So they called around to every reasonably professional recording studio they could find with an area code indicating less than a two hour drive. They picked the brains of every band they had played with and were still on speaking terms with. Several, especially the DIY or die punk types, insulted them for selling out, but they did manage to get a few bits of worthwhile advice. They visited the few places that made their short list to speak with the owners, engineers, producers, or whatever they called themselves, and were on the whole greatly disappointed. One rather impressive looking place was run by a pale teenager with braces and Coke bottle glasses, who clamed his single biggest influence to be Dr. Dre. Others were sycophants or bed wetters, and not a single one of them had actually accomplished nearly what they had claimed.

Only one producer stood out to them, and this because of his outrageously good prices, his rooms upon rooms full of rare, vintage equipment, and his Gary Busey like grip on reality. His professional pseudonym was Jose Chung, and he was a recent graduate of one of those programs they advertise in the back of the monthly local music rags you see outside the main entrance of record stores. He was tall and sinewy, looking not unlike a stick of beef jerky, and had not quite reached middle age just hey, but he had a mischievous, almost childlike quality to him. After he claimed, with a completely straight face and not a trace of insincerity to be found, to be a former Mossad agent, despite not even being Jewish, Tony insisted beyond all reason that they go with him, and based on the samples that they had heard, the rest of the band could not easily disagree.

He had thus far proven proficient at his craft, as well as even more bat shit insane than they had originally hoped. He frequently shot water pistols at the skittish orange tabby cat that he kept in the studio, regardless of how sensitive or irreplaceable the electronics it was sitting on were, and he often sat behind his control console fiddling with knives. Paul once asked how many times he had flung the wrong item at the cat, to which Jose's ominous reply was "None so far, with this one." The prevailing theory was that he was some sort of post traumatic, though they couldn’t rule out psychedelics or a good old fashioned hyperactive imagination. The results were hard to argue with, though, so Chris accepted these eccentricities as necessary evils. Hell, Brian Wilson played piano in a sandbox, and Phil Spector used to threaten his musicians with crossbows. This was nothing, in the grand scheme of things, he rationalized.

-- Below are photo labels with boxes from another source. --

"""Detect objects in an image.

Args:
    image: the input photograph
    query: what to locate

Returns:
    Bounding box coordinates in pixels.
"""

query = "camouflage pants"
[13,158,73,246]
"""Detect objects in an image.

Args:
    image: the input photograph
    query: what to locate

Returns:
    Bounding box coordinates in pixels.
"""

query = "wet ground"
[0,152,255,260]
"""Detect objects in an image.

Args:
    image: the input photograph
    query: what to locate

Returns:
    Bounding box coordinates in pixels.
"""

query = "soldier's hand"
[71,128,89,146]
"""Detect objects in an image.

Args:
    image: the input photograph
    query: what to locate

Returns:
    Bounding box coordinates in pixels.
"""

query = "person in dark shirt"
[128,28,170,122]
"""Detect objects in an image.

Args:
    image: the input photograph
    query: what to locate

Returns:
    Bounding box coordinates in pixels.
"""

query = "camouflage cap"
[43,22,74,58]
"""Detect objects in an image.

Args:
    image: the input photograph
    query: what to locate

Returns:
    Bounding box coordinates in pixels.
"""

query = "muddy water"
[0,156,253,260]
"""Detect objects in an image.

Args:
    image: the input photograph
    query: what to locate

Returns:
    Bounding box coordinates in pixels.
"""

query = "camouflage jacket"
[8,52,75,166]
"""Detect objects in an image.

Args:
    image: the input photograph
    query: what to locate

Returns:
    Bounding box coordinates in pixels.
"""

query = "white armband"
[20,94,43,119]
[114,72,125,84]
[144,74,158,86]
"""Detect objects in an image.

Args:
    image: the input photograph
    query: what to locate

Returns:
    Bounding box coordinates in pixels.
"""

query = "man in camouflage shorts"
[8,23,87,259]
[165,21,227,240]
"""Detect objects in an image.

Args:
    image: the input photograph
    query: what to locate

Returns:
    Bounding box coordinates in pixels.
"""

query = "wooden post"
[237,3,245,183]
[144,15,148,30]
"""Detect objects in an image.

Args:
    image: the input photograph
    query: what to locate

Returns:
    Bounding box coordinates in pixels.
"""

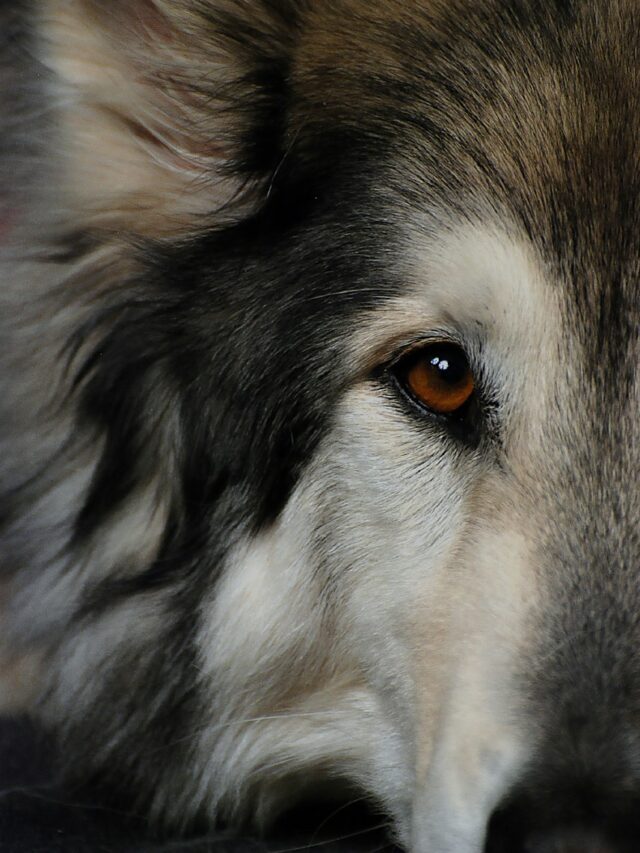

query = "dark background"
[0,719,399,853]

"So who has to do what today?" Roger asked, once they were off the dangerously narrow, one way city streets and on the highway. The rhythm tracks were all but done, barring a few tricks that they had up their sleeves.

"Tony and I have to lay down the rhythm guitar on a few more, and the leads on just about everything. And Jose said he had some ideas that he wanted to show us for some keyboards on 'Drown', which I thought was really weird."

"I bet you twenty bucks we see weirder today," Roger remarked.

They merged onto the northbound interstate, and a Lexus coupe with heavily tinted windows politely cut them off, swung across three lanes of traffic without a blinker, and ripped down the next exit at no less than seventy five miles per hour. Chris cursed him and his entire family, then he slid the CD made up of the previous day's work into the stereo in the dashboard, and they critiqued their performances the rest of the way to the studio.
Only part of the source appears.